Sur le plan théâtral, le hiatus est patent. Alors que le « théâtre choral » se fonde sur le caractère tout uniment positif de la dimension collective, sur la scène et hors de la scène, et s’organise en une adresse, une ouverture de groupe à groupe, les spectacles du Radeau sont scéniquement énigmatiques et ne visent jamais le public en tant qu’ensemble connu d’avance (la méfiance pour les images s’étend à celles concernant l’identité de l’auditoire). « Ce n’est pas dans l’individu mais dans le chœur que réside la vérité » : la célèbre phrase de Kafka fréquemment évoquée à propos de CHORAL, création nourrie entre toutes par l’écriture kafkaïenne, n’a pas toujours été comprise. Elle n’est pas un éloge du chœur, un choix simple du chœur contre l’individu. Elle énonce un constat, tragique, reformulé et éclairé par Marthe Robert dans l’introduction de l’édition française du Journal : « Si la vérité est contenue dans l’indissoluble unité du monde humain, hors duquel la vie est absurde et morcelée, l’individu seul n’a pas d’existence vraie, l’isolement n’est qu’une folie, la solitude n’est qu’un refuge trompeur, une fuite devant les responsabilités de la vie. » Parce que seule l’autonomie, personnelle, singulière, permet de créer et de vivre autre chose qu’un semblant de vie, la tâche – épuisante – du poète consistera à « faire […] un pont entre sa singularité et le commun des hommes1 ». Cette tension est constitutive de la poétique du Radeau pour qui le spectateur n’est pas moins qu’un poète. Elle se lit dans l’histoire déjà longue de ses formes, les réalisations naissant les unes des autres par accroissement du singulier à partir d’une base de plus en plus commune. Ce qui dans ce travail pourra être « choral » ne se rattachera donc à aucune évidence de formation communautaire, mais, d’une façon plus tourmentée, plus laborieuse, plus négative, à l’entêtement dans l’idée selon laquelle le théâtre est le premier et dernier lieu à réunir des solitudes qu’il aura d’abord suscitées.

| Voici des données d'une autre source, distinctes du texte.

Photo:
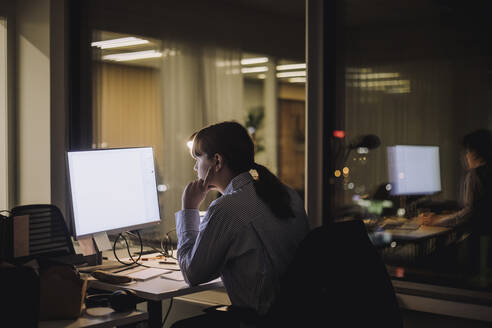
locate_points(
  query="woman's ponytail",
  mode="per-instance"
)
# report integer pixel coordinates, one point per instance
(272, 192)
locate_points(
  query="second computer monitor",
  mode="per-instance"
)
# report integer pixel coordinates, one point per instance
(414, 170)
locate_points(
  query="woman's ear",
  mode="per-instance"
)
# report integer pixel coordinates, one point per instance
(218, 162)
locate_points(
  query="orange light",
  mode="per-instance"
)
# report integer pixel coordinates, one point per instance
(339, 134)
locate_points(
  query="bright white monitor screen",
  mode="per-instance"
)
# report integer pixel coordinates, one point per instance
(414, 170)
(113, 190)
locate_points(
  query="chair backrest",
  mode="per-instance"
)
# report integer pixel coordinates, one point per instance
(48, 233)
(338, 277)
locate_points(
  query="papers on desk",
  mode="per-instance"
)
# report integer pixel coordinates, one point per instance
(146, 273)
(173, 275)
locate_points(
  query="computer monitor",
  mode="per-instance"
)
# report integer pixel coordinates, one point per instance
(414, 170)
(112, 190)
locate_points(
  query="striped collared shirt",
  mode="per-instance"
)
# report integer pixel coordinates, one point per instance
(240, 240)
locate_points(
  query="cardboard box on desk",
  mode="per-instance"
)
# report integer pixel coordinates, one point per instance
(14, 236)
(62, 292)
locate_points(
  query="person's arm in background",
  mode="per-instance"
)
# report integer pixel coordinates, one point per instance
(471, 194)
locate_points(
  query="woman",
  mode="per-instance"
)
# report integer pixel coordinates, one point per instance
(249, 235)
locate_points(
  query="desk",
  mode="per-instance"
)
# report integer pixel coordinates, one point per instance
(422, 232)
(155, 290)
(97, 318)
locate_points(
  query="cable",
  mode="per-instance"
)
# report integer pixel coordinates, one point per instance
(168, 310)
(134, 262)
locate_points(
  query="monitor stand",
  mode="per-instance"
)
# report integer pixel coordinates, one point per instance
(92, 248)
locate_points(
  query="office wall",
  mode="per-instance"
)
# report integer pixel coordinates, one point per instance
(33, 101)
(4, 177)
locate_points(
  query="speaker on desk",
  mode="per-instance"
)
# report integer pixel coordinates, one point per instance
(120, 300)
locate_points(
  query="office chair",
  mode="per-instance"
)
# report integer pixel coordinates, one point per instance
(339, 280)
(48, 233)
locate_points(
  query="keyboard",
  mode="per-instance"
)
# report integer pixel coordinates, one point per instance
(106, 266)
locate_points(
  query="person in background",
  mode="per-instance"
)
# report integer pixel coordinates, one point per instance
(474, 216)
(248, 236)
(477, 193)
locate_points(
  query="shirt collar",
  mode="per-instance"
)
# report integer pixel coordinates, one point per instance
(237, 182)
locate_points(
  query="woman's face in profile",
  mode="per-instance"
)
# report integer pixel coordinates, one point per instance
(202, 164)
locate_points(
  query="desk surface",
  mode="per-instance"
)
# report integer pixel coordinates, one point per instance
(422, 232)
(158, 288)
(97, 317)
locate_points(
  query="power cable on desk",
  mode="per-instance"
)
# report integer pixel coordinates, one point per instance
(168, 310)
(133, 261)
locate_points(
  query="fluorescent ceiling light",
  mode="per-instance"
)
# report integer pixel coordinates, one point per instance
(133, 55)
(251, 61)
(257, 69)
(121, 42)
(291, 74)
(291, 66)
(297, 80)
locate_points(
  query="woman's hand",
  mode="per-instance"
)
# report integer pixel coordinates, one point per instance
(195, 192)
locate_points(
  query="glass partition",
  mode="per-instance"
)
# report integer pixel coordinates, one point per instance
(417, 89)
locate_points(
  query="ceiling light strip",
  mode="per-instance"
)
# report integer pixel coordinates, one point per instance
(252, 61)
(292, 74)
(121, 42)
(133, 55)
(291, 66)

Les éléments d’une poétique chorale
La façon dont l’aventure du Radeau a été traversée par le motif de la choralité est lisible dans la suite des titres de spectacles : 1991, CHANT DU BOUC (développement étymologique du mot tragoidia ; tragoidos signifie « membre d’un chœur tragique »); 1994, CHORAL (mot où jouent plusieurs mots : un choral [« chant religieux », « composition pour orgue, clavecin, etc. sur le thème d’un choral »], une chorale, [un élément] choral); 1998, ORPHÉON (autre jeu, effet de double sens : société de chant amateur, et rappel de la lyre d’Orphée); 2001, LES CANTATES (cantate : « quelque chose qui se chante », « air à une ou plusieurs voix, avec accompagnement d’instruments », « prédication en musique »). À partir de cette simple déclinaison du thème, deux phénomènes peuvent être soulignés : l’approche remarquablement concrète de la notion ; le déplacement sensible du champ théâtral originel vers le champ musical.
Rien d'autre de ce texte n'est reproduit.